An Algorithm a Day: google

Showing posts with label google. Show all posts

Monday, 9 May 2011

Count duplicates in an Integer array–Google Phone Interview Question

Question
This is one of the question asked to me on a phone interview with Google. Funny that it takes lots of time to think and the interviewer even after he gave ample time I just slept down as its 12:00 midnight. :)
This is the question: http://www.careercup.com/question?id=3483977
Find the repeated numbers in a sorted array using less than O(n) time complexity
So, if you have, A[] = {1,1,1,2,2,2,3,3,4}
you should print, 1=>3, 2=>3, 3=>2, 4=>1
Approach
The approach to this problem in O(n) way would be to just keep counting from 0 to n in the array. But the interviewer needs lesser time than that.
I came up with a approach but cannot make that into a working code:
The approach is, since the array is sorted, you can apply a modified version of binary traversal over the array and count the number of entries..
For example,
1 1   1 2   2   2   3   3   4
start        mid            end
If arr[start] == arr[end] then its simply means arr[end] symbol count is end-start+1
If not, keep splitting the array and compare arr[start] and arr[mid], if they are equal arr[mid] count is mid-start+1
similarly, its same for arr[mid+1] and arr[end]
But the important end condition to see here is, set of 3 numbers..
When the number of elements is 3, i.e, end-start = 2. you get following combinations
start     mid          end
3,       3,          3 = All same, so our start –> end takes care of this
2,          3,          3 = mid and end are different!! a shift!!
2,       2,              3 = start and mid are different!! a shift
3,       4,          5 = start, mid, end all are different!!
All the above cases should be handled perfectly to get the correct working code.
Code

 
map<int, int> blist;

void count_dup(int* arr, int start, int end)

{

    if(end == 0)

        blist[arr[start]]+=1;

    if(start<end) {

        if(arr[start] == arr[end]) {

            blist[arr[end]] += end - start + 1;

            return;

        }

        int mid = abs((start+end)/2);

        if(end - start == 2 && arr[start] < arr[mid] && arr[mid] < arr[end]) {

            blist[arr[start]] +=1;

            blist[arr[mid]] +=1;

            blist[arr[end]] +=1;

            return;

        }

        if(arr[start] != arr[mid] && start == mid) {

            blist[arr[start]]+=1;

            blist[arr[mid]] += 1;

            return;

        }

        if(arr[start] < arr[mid]) {

            count_dup(arr, start, mid);

        } 

        else {

            blist[arr[mid]] += mid - start + 1;

        }

        if(arr[mid+1] != arr[end] && mid+1 == end) {

            blist[arr[mid+1]]+=1;

            blist[arr[end]] += 1;

            return;

        }

        if(arr[mid+1] < arr[end]) {

            count_dup(arr, mid+1, end);

        }

        else {

            blist[arr[end]] += end - mid;

        }

    }

}

void main()

{

    int A[] = {1,2,2,3,3,3,4,4,4,5,5,5,5,6,6,6,6,7,7,8,9};

    count_dup(A, 0,20);

}

Note that we only do recursive call if start, mid or mid+1, end is lesser.. That’s the way we do a binary traversal
The last case of all 3 different should be handled first itself.
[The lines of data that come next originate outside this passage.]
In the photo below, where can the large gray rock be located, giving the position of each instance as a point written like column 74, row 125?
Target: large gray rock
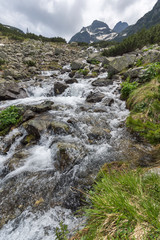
column 77, row 64
column 151, row 56
column 94, row 97
column 101, row 82
column 11, row 90
column 59, row 88
column 117, row 64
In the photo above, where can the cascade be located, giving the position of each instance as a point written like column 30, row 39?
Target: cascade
column 40, row 183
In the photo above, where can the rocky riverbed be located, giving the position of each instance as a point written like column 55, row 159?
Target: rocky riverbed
column 72, row 122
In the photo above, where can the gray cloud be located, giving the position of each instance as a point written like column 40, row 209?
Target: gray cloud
column 66, row 17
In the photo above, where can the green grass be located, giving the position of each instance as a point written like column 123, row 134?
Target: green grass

In this case, we add to each start, mid, end +1
In cases when, start-end = 1 you either get, start=mid or mid+1=end, these are places where we need to check the other 2 cases.. mid+1&end, start&mid
Note that, since we only do, mid+1 and end.. mid & mid+1 get missed. This case is taken care by else part of the two recursions.
Worst case!!.. If all the elements in the array are different, it visits each and every node. Omega(n)
Best case!!. If all the elements in the array is the same, O(1). Yes, we just use index to calculate the count.
Average case!!.. It would be Theta(log n) depending on the input data

UPDATE:The above code is really brute force and not sure whether it works out for all cases and scenarios.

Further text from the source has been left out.